Nach 20 Jahren hatten die letzten Pächter den Hotelbetrieb im Fichtelberghaus 2022 aufgegeben. Leerstand drohte, doch Familie Gläß sprang mit ihrer LGO Liftgesellschaft kurzfristig ein. Nur zwei Wochen blieb das Hotel geschlossen. Seitdem werden hier wieder Gäste empfangen.

Rainer Gläß könnte sich gut vorstellen, das in die Jahre gekommene Haus mittelfristig wieder zu einer der ersten Adressen im Land zu machen, einem Vier-Sterne-Hotel mit Wellnessoase. Allerdings nicht als Pächter. Deswegen will er das Hotel lieber heute als morgen erwerben, und mit ihm das Grundstück.

Inzwischen herrscht dringender Handlungsbedarf

Bis zur Schlagzeile „Millionär will Fichtelberg kaufen“ war es da nicht weit. Vor zwei Jahren ließ sich der klamme Landkreis Erzgebirge nur auf einen Pachtvertrag ein – doch inzwischen herrscht dringender Sanierungsbedarf. Ein Verkauf ist daher wohl nur eine Frage der Zeit.

Einmalige Einnahmen, die Fakten für Jahrzehnte schaffen?

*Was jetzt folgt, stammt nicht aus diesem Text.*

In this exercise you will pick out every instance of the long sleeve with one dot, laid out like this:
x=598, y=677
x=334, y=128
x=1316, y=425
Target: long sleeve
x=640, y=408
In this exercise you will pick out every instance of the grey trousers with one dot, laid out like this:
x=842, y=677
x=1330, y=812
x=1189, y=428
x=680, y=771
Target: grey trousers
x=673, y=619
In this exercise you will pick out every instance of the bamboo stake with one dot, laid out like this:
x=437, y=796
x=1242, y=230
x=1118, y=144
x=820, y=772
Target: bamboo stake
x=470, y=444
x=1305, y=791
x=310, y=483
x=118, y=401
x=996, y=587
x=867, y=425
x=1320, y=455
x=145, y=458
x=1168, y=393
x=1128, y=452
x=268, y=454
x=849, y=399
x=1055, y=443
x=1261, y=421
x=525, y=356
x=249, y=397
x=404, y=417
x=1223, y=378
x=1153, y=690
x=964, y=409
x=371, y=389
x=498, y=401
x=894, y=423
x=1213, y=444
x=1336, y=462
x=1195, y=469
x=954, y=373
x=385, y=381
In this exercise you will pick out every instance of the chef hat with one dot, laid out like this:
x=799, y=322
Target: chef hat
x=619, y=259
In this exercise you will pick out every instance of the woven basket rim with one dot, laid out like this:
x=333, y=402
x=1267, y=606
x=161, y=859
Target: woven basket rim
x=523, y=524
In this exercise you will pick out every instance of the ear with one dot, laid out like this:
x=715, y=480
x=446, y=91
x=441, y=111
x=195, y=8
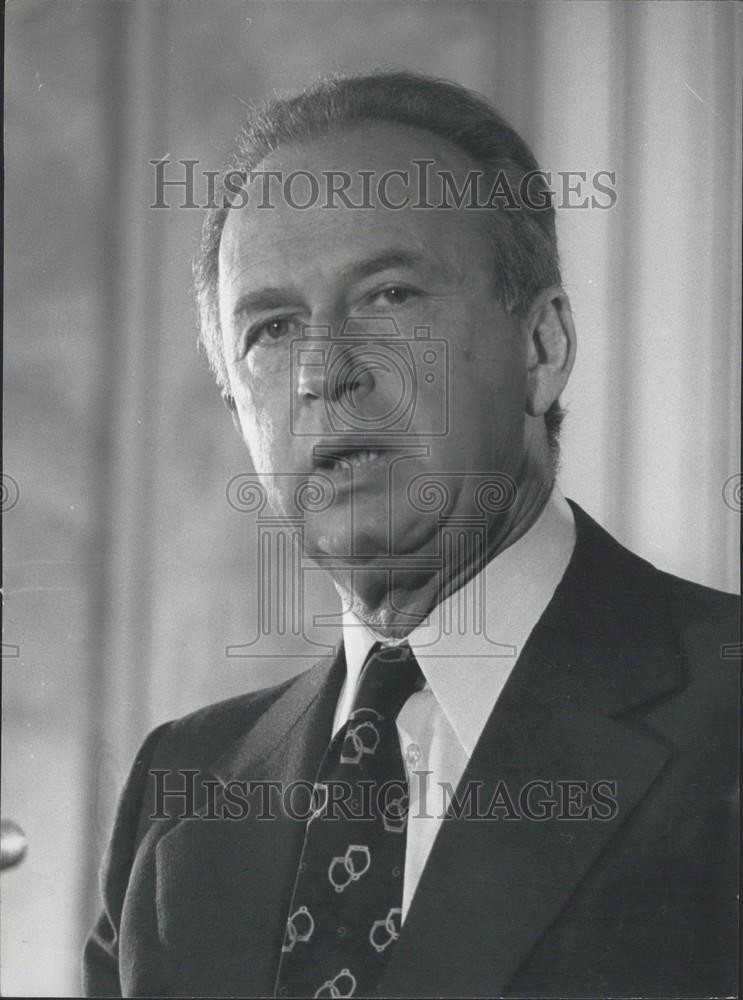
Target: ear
x=551, y=347
x=229, y=401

Das mag sich längst nicht jeder vorstellen. Stellvertretend für die kritischen Stimmen fragte zuletzt Sachsens langjähriger Linken-Chef Rico Gebhardt: „Wann wird der Fichtelberg in Gläßberg umbenannt?“ Er halte es für unverantwortlich, sich in die Abhängigkeit von einer einzigen Familie zu begeben. „Der höchste Berg im Freistaat Sachsen gehört nicht in private Hände, sondern in das Eigentum des Freistaates Sachsen.“

Wie viel Fichtelberg bleibt in öffentlicher Hand?

Noch im Sommer hatte sich auch Oberwiesenthals Bürgermeister Jens Benedict demonstrativ gegen die Verkaufspläne des Landkreises gestellt. „Für die Stadt und insbesondere für die Einwohner ist der gewählte Weg ein falscher und potenziell gefährlicher Weg“, warnte er. Einige Monate später hört sich das schon anders an. Nun ist nur noch davon die Rede, eine kleinere Fläche auf der Kuppe rings um die Friedensglocke in öffentlicher Hand zu behalten. Mehr oder weniger symbolisch.

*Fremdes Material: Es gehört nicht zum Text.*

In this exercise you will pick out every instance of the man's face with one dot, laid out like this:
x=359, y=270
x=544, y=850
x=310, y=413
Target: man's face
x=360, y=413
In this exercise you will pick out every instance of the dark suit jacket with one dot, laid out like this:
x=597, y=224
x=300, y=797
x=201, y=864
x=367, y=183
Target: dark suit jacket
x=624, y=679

Deutlich weiter gediehen sind die Pläne für den Verkauf der Schwebebahn mitsamt den übrigen Liftanlagen. Im November stimmte der Stadtrat von Oberwiesenthal nach langen Debatten für die Übernahme durch Gläß. Elf Stadträte votierten dafür, nur zwei dagegen. Während über den Preis noch verhandelt wird – im Raum steht ein kleinerer Millionenbetrag – ist der Kauf ausdrücklich mit keinen Auflagen verbunden. Die Stadt muss Gläß also vertrauen. Und sie tut es. Immerhin habe der Geschäftsmann bisher immer zu seinem Wort gestanden und nirgends ein Projekt auf halbem Wege sich selbst überlassen.

Auf meiner Schulter lastet gerade sehr viel, aber wir haben keine andere Option.

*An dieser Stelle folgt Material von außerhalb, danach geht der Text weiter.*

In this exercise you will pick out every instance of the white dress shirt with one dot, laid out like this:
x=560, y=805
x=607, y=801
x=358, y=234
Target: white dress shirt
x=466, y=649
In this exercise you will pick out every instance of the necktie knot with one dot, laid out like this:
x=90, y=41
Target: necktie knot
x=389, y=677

Jens Benedict, Bürgermeister von Oberwiesenthal

„Vertrauen“, das ist eines der Wörter, über die Rainer Gläß gern spricht. Niemand solle ernsthaft glauben, dass er sich hier am Fichtelberg engagiere, um weitere Millionen zu scheffeln. Diese Vorstellung sei wahnwitzig. „Ich komme nicht als Investor, sondern als Entwicklungshelfer.“ Das sei ein riesengroßes Missverständnis.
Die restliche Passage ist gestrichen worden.